Ancak gelen yeni peygamberin çağırdığı Hak Din'e ne müşrikler ne de Ehli Kitap kabule yanaşmadı.
Oysa özellikle Yahudi ve Hristiyanlar, yeni bir peygamberi dört gözle beklemekteydiler.
Gelen yeni peygamberle güç kazanacaklardı. Ona tabi olup diğer milletlere Onunla üstünlük sağlayacaklardı.
Ve çağrıları da bu yöndeydi: gelin "Yahudi ve Hıristiyan olun ki doğru yolu bulasınız" diyorlardı.
Zira Yahudiler Hz. İbrahim'i Yahudi, Hristiyanlar da onu Hristiyan kabul ediyor, aralarında bunu tartışıyorlardı
Ama Allah CC. gönderdiği son peygamberiyle, Ona indirdiği Kur'an'la hem o günün Ehli Kitap olanları hem de müşriklerin iddialarını yalanladı. Ve hak dinin tarifini şöyle haber verdi:
"De ki: "Hayır, hakka yönelen İbrahim'in dinine uyarız. O, Allah'a ortak koşanlardan değildi." (Bakara 135)
İbrahim, ne Yahudi idi, ne de Hristiyan'dı. Fakat o, hanîf (Allah'ı bir tanıyan, hakka yönelen) bir Müslümandı. Allah'a ortak koşanlardan da değildi. (Âl-i İmrân 67)
Ve Hz. Peygamber, hayata gözlerini yumuncaya kadar, Allah'ın yüklediği, İslam Dinini tebliğ etme görevini yaşayarak görevini tamamladı.
Ne tebliğ hayatında ne de emredildiği istikamette yaşama mücadelesinden bir zerre geriye adım atmadı.
Allah'a kulluk görevini bihakkın yerine getirdi ve sahabesine de aynısını yaşamayı, taviz vermeden anlatmayı emretti.
Getirdiği hak davadandinden taviz verme tekliflerinin hiç birisine de meyletmedi, buna fırsat tanımadı.
İçinde bulunduğu toplumun hastalıkları olan başta Allah'a şirk koşmayı terk etmelerini anlattı.

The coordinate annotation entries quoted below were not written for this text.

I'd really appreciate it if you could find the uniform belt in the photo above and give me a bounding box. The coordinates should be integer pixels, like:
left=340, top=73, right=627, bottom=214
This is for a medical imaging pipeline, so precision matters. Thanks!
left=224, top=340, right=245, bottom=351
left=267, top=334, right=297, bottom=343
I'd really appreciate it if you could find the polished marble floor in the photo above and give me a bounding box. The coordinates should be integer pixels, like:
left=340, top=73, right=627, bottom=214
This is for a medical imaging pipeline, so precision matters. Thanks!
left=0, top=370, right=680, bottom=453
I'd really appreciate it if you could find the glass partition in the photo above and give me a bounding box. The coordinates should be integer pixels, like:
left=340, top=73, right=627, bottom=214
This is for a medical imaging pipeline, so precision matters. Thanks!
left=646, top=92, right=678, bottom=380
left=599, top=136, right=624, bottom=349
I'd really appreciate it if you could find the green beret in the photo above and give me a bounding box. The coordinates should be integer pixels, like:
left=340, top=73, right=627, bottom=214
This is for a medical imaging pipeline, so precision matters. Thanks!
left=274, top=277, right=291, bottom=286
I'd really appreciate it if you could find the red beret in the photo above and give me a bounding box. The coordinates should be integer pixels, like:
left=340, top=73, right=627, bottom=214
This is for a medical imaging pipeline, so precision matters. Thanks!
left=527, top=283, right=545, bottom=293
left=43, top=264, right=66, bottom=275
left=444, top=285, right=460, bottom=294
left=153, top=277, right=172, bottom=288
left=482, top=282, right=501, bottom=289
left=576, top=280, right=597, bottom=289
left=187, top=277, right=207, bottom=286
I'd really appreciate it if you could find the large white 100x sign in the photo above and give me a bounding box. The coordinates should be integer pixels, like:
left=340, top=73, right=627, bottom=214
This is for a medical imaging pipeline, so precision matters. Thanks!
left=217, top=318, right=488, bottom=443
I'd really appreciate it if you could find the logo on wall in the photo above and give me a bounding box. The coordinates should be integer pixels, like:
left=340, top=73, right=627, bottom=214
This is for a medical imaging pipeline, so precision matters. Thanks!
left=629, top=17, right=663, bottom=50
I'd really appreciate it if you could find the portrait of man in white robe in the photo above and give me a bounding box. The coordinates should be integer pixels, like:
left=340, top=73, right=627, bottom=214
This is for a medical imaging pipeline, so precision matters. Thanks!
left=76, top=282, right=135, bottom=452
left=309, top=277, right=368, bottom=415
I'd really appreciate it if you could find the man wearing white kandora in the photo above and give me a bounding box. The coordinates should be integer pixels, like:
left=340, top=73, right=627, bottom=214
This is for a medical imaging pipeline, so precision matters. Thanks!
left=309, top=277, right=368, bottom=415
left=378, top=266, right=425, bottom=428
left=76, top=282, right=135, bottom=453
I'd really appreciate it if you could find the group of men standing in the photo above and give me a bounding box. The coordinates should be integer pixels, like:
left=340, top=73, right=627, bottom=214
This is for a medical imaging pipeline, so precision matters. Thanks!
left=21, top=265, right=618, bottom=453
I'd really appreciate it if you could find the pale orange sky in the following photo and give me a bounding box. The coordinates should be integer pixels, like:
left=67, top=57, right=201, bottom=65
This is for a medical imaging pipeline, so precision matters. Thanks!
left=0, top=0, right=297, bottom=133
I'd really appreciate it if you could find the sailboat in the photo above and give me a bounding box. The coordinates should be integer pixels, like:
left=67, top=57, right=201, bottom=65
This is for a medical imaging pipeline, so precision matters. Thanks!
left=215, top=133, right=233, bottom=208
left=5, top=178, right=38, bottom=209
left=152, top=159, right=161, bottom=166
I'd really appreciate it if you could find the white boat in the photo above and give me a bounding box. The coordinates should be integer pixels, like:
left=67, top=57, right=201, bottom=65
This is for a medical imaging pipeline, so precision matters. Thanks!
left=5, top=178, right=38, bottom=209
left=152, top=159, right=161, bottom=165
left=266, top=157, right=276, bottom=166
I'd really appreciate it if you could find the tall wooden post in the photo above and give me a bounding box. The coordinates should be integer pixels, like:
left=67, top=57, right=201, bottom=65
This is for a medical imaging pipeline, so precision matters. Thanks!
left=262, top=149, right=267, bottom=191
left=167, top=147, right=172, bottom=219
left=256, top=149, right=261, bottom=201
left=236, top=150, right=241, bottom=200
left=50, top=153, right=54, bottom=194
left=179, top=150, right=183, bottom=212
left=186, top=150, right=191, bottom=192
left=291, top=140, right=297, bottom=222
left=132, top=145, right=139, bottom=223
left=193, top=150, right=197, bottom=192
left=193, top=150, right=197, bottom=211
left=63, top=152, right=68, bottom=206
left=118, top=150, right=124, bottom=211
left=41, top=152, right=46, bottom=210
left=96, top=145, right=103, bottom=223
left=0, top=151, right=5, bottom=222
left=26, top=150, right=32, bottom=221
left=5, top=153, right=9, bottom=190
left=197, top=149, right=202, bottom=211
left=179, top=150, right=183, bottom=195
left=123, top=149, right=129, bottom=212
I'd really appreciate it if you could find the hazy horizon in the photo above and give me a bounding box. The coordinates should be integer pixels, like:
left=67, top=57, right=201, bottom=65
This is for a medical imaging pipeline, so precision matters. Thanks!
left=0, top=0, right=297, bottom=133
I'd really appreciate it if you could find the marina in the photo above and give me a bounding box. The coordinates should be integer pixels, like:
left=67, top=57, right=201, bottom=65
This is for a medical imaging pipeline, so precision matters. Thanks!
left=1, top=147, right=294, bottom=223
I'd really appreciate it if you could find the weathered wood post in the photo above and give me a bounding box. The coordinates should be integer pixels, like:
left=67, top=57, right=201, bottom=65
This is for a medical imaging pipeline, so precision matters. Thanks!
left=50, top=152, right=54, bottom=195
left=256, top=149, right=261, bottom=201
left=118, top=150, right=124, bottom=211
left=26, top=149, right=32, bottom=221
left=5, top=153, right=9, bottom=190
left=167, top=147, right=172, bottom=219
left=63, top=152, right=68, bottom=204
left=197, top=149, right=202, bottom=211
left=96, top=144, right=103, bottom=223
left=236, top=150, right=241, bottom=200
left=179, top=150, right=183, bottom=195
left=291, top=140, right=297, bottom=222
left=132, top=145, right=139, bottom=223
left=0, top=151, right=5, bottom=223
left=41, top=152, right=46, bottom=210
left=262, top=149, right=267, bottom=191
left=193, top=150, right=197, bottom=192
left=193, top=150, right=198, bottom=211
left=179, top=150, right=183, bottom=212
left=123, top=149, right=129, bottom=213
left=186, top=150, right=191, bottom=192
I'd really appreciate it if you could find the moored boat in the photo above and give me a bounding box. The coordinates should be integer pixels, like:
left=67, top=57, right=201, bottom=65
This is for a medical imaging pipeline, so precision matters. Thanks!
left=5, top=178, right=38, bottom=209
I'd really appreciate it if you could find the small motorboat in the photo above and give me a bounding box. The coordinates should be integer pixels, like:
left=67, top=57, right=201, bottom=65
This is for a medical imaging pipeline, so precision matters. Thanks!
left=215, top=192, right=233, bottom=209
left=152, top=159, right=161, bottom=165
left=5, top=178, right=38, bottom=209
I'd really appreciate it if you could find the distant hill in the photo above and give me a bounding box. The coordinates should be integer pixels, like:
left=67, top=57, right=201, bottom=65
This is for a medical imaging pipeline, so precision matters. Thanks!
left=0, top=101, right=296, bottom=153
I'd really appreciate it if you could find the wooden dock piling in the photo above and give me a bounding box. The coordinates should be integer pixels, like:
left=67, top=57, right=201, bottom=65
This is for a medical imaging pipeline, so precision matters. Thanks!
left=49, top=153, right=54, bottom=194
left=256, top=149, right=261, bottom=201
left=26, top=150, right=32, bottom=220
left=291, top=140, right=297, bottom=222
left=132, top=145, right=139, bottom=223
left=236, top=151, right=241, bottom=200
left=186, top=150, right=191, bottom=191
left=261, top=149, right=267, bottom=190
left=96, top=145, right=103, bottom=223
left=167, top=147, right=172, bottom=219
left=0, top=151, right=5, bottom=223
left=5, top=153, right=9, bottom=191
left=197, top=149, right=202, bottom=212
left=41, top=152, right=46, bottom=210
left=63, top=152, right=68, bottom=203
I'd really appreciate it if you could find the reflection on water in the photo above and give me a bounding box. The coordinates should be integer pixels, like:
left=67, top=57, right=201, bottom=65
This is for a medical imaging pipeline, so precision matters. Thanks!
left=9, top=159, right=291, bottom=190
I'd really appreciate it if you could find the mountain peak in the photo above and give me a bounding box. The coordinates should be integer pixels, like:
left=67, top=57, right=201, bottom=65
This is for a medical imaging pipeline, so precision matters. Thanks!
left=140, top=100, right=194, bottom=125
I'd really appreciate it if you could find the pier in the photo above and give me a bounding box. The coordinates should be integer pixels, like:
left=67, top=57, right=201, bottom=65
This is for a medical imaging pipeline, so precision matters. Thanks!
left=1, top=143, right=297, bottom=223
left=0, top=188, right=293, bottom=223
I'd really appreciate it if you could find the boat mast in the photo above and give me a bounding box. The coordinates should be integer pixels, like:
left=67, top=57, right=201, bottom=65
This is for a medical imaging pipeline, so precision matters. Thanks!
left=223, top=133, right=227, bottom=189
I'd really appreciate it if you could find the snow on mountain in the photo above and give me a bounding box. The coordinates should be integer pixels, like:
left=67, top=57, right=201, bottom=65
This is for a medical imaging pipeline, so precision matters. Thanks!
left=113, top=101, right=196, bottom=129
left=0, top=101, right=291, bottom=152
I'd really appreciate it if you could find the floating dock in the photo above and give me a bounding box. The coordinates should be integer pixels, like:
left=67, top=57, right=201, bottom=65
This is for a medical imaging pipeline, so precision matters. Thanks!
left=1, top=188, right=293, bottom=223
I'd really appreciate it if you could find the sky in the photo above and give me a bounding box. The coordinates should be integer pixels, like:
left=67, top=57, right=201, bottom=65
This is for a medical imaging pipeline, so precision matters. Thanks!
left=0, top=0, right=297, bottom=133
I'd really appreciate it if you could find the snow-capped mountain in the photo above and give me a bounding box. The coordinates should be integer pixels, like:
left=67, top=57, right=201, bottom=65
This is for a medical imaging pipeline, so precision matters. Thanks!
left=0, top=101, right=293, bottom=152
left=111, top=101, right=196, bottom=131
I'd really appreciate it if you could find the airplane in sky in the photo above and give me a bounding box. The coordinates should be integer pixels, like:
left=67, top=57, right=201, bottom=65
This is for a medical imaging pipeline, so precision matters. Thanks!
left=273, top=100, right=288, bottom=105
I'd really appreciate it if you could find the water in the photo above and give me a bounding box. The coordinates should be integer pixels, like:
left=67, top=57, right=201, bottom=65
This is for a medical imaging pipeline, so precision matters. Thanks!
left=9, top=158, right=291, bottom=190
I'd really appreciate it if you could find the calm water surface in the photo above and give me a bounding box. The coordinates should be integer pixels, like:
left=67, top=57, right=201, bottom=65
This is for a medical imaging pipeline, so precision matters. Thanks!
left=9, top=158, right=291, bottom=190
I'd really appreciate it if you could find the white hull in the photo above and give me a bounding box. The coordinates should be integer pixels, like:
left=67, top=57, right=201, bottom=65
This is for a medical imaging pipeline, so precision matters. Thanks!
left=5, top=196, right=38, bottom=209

Sadece Allah'a (hiçbir şeyi, hiçbir surette ortak koşmadan) ibadet edilebileceğini anlattı.
Yardımın ancak Allah'tan istenebileceğini, rızkı verenin ancak Allah olduğunu insanlara tebliğ etti.
Zinayı ve zinaya giden bütün yolların İslam'da yasak olduğunu haykırdı ve o yolları kapattı.